According to Dr. Saliba Bakare, Director of Research & Development at TETFund, the organisation has channelled nearly ₦2 trillion between 2011 and 2024 into infrastructure, staff development, and research funding. The introduction of these hubs reinforces Nigeria’s strategy to reorient tertiary education around practical learning and technological progress.

Dr. Bosun Tijani, Nigeria’s Minister of Communication, Innovation and Digital Economy, voiced strong support for these projects. Represented by Francis Sani, the Minister’s Technical Adviser, he confirmed the ministry’s commitment to collaboration across government, academia, and industry. These prototypes, he noted, signal Nigeria’s readiness to harness homegrown innovation, which in turn can stimulate economic growth and address deep-seated societal issues.

There’s also growing interest from the African Centre for Technology Studies (ACTS) in Kenya, Innov8 Hub, and other stakeholders across Africa. Dr. Nicolas Odongo of ACTS praised Nigeria’s prototypes as a testament to “the power of knowledge to transform lives, communities and futures.” Similarly, Innov8’s Deputy General Manager, Dr. Deji Ige, noted the shift away from research for mere publications toward innovation with impact, signalling a sea change in academic priorities.

On a human level, these projects have resonated deeply with participants. For example, Prof.

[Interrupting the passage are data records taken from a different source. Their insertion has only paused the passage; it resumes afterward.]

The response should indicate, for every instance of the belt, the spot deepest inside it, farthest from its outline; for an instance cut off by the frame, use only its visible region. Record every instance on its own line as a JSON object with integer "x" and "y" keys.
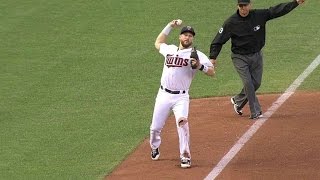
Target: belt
{"x": 172, "y": 92}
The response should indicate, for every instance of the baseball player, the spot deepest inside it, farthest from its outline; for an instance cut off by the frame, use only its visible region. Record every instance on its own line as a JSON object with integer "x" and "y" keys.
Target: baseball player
{"x": 178, "y": 71}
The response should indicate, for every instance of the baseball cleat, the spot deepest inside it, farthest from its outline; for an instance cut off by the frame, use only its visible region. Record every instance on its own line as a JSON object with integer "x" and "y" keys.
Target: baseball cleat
{"x": 155, "y": 154}
{"x": 236, "y": 108}
{"x": 185, "y": 162}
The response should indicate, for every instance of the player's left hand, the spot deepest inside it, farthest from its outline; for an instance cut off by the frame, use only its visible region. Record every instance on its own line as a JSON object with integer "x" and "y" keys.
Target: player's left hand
{"x": 195, "y": 64}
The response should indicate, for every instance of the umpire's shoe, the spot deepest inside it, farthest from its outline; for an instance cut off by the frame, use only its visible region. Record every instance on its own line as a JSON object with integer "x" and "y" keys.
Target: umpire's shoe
{"x": 256, "y": 116}
{"x": 155, "y": 154}
{"x": 236, "y": 108}
{"x": 185, "y": 162}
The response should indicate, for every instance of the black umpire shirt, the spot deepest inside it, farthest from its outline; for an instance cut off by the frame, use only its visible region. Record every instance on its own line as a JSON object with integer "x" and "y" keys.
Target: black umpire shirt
{"x": 247, "y": 33}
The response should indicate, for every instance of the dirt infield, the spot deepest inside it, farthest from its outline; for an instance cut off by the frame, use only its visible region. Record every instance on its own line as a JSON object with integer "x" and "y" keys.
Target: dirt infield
{"x": 287, "y": 146}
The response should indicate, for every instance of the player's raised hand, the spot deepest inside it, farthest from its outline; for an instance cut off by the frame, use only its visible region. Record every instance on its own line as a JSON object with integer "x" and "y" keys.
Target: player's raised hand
{"x": 176, "y": 23}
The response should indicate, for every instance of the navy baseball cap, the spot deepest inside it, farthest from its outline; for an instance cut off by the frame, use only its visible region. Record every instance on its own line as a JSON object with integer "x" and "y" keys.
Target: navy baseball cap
{"x": 243, "y": 1}
{"x": 188, "y": 29}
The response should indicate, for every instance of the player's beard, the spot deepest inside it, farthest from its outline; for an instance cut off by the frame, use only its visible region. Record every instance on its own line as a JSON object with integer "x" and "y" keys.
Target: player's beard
{"x": 186, "y": 44}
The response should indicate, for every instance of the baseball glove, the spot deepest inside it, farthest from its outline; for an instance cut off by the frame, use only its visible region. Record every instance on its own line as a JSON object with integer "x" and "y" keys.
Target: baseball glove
{"x": 194, "y": 58}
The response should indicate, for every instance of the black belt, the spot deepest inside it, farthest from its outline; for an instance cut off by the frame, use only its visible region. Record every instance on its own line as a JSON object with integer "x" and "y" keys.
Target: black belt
{"x": 172, "y": 92}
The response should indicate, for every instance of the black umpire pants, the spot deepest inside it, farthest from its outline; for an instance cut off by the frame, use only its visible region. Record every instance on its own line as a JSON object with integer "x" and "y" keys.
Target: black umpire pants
{"x": 249, "y": 68}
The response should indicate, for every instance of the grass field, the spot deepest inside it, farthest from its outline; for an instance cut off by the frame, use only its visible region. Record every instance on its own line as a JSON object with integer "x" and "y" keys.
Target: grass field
{"x": 78, "y": 79}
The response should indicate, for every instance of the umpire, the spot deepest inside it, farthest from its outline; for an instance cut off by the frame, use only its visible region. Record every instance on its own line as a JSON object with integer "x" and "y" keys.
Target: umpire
{"x": 246, "y": 28}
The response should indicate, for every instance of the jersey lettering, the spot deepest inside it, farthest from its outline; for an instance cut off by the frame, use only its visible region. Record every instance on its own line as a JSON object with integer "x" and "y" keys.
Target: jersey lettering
{"x": 175, "y": 61}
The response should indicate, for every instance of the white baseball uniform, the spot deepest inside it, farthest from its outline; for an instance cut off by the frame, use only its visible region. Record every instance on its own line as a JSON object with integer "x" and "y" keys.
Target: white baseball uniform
{"x": 173, "y": 94}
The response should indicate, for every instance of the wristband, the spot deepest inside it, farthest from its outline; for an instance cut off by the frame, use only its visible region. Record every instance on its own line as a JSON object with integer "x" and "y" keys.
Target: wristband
{"x": 204, "y": 68}
{"x": 167, "y": 30}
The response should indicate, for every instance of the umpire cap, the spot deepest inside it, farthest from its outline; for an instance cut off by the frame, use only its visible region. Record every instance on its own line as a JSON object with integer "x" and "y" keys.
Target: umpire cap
{"x": 243, "y": 1}
{"x": 188, "y": 29}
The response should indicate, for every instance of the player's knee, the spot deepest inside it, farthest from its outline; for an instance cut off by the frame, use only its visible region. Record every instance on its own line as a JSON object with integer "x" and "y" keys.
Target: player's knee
{"x": 182, "y": 122}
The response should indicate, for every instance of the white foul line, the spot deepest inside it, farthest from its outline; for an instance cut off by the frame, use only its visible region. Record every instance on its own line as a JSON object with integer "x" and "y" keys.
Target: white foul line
{"x": 254, "y": 128}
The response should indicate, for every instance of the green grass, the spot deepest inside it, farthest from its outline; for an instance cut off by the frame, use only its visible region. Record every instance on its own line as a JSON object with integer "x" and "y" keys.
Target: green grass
{"x": 78, "y": 79}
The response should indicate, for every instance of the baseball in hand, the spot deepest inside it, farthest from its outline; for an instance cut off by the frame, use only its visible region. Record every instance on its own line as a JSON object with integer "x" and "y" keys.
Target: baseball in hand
{"x": 178, "y": 22}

Victor Nwaugo, lead researcher for the biosensor device, reflected that:

“Without SGCI, our work would have remained on paper… now we’re driven to create solutions that impact society.”

Taken together—with the support of policymakers, academia, funders, and the private sector—these efforts suggest Nigeria is building a sustainable pipeline for technology, innovation, and entrepreneurship within its university system.

SGCI

What Lies Ahead

These four Nigerian prototypes represent only the beginning. To reach the market, each will require roughly ₦550 million of downstream investment—an opportunity for private investors, government agencies, impact-focused venture funds, or development finance arms.

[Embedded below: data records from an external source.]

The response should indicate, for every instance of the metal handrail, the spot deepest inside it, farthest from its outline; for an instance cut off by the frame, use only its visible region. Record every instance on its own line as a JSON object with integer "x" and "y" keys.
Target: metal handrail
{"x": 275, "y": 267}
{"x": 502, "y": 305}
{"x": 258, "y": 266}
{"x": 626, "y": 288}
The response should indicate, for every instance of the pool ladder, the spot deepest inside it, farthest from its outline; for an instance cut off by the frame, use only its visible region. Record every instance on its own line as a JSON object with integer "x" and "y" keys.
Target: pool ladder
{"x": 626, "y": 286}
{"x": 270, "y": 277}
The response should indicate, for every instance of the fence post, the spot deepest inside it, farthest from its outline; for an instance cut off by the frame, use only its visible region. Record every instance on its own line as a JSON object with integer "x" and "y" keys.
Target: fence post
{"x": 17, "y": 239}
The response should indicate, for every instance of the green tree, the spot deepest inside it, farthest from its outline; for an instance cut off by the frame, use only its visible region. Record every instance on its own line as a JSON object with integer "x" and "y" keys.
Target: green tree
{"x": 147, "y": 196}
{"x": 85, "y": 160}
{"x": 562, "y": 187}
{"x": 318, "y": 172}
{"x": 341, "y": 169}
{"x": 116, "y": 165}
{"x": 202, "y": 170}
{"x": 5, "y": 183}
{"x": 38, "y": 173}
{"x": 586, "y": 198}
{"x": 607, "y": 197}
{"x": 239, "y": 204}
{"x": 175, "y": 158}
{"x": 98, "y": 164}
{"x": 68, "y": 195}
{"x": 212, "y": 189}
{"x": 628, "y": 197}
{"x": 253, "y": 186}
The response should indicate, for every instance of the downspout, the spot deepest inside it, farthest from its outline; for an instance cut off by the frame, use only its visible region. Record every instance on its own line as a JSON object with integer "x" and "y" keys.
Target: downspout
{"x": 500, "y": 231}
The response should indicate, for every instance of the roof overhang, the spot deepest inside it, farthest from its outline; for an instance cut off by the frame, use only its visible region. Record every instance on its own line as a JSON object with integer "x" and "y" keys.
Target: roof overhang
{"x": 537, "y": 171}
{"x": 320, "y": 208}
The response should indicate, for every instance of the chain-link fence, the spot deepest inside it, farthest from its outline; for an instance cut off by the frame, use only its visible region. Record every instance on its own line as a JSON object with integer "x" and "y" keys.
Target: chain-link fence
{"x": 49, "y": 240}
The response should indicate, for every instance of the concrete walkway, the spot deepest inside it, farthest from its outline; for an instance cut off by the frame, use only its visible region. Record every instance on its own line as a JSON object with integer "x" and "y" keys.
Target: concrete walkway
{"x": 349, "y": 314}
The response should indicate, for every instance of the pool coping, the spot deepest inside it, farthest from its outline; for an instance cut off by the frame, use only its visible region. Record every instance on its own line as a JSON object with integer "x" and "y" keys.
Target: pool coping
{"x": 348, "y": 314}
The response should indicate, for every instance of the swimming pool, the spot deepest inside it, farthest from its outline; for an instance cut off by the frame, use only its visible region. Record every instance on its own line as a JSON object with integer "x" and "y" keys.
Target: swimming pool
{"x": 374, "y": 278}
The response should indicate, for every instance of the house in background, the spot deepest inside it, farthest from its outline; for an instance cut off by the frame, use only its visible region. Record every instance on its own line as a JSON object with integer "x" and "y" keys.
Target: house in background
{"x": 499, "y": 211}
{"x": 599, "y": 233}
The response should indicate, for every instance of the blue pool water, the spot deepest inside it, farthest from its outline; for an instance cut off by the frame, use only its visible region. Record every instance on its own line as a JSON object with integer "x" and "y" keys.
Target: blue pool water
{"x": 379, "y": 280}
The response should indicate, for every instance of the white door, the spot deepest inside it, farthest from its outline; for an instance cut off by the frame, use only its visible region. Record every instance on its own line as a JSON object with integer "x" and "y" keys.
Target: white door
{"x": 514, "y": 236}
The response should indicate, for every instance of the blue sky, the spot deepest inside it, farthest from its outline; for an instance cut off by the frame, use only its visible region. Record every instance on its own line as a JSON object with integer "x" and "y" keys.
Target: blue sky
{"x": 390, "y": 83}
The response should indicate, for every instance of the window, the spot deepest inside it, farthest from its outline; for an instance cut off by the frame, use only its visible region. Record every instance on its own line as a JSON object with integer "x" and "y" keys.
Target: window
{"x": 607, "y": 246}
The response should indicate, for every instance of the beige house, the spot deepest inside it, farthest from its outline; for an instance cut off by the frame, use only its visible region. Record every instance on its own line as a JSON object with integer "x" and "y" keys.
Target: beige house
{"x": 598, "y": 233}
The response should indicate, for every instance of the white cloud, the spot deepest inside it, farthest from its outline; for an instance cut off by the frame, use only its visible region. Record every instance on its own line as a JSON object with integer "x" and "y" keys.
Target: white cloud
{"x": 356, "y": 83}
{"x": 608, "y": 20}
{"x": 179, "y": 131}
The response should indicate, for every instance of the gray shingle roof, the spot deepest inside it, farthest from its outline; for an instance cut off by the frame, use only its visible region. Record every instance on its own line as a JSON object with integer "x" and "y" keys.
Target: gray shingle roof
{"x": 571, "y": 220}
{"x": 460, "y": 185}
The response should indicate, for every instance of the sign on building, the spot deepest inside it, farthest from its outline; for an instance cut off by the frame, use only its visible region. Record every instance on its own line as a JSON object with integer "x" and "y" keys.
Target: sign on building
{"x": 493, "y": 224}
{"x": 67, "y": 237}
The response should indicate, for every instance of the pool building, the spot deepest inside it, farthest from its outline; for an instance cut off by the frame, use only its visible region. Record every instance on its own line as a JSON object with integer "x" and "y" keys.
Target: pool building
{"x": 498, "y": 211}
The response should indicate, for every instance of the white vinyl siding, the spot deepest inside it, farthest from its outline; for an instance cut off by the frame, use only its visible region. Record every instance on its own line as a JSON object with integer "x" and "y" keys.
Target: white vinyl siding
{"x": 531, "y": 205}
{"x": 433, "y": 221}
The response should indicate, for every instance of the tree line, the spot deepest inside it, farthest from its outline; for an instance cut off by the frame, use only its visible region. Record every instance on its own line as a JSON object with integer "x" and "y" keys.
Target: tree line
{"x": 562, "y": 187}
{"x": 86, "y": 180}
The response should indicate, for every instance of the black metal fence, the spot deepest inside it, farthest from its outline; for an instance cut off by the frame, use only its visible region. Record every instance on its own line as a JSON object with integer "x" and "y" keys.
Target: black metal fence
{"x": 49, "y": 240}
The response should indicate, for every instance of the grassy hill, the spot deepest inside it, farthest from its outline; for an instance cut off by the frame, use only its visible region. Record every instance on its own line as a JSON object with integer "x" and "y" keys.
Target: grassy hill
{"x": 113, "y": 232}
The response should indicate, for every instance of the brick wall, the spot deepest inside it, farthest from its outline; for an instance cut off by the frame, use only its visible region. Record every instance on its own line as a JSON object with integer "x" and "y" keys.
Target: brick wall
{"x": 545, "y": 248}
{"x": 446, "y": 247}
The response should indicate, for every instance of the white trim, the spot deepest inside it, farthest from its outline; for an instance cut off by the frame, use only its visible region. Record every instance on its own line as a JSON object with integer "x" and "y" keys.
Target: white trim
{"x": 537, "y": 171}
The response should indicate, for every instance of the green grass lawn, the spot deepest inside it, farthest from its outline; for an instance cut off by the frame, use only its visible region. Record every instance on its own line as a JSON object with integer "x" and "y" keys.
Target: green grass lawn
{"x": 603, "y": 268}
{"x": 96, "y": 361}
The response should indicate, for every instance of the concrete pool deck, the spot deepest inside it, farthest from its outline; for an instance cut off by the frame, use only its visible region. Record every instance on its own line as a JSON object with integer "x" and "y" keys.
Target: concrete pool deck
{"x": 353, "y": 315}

Should investment materialise, these products could:

  • Enhance rural electrification through AirVolt.
  • Revolutionise staple food production, transforming garri processing and women’s health through JollyFrier.
  • Expand access to safe drinking water via the water filtration biosensor.
  • Enable climate-smart farming in drought-prone regions.

Beyond these projects, TETFund’s 18 innovation hubs could serve as national centres of excellence, integrating universities with incubators, industry partners, and investors, mirroring successful models seen in East Asia and elsewhere.

However, success depends on effective coordination. Donor coordination, policy support, and a coherent national strategy will be essential. This includes enabling regulations, attractive investment incentives, and educational curricula that embrace entrepreneurial and problem-solving mindsets.

According to policy analysts, Nigeria could benefit from establishing a dedicated national research & innovation funding agency, as ATPN, TETFund, and selected universities have proposed. Such a body would strengthen Nigeria’s ability to attract international R&D funding and manage the innovation pipeline more effectively.

Conclusion

The TETFund‑SGCI collaboration marks a milestone in Nigeria’s journey from academic research to real-world impact. With four market-ready prototypes and ambitions for expansion into 18 institutional innovation hubs, the initiative heralds a future where tertiary education is deeply embedded in commercialisation and social change.

This partnership showcases the synergy between government policy, academic capability, and market opportunity—truly the “Triple Helix” at work. As these prototypes move from demo to deployment, Nigeria stands to unlock new jobs, healthier communities, and a more diversified, innovation-led economy.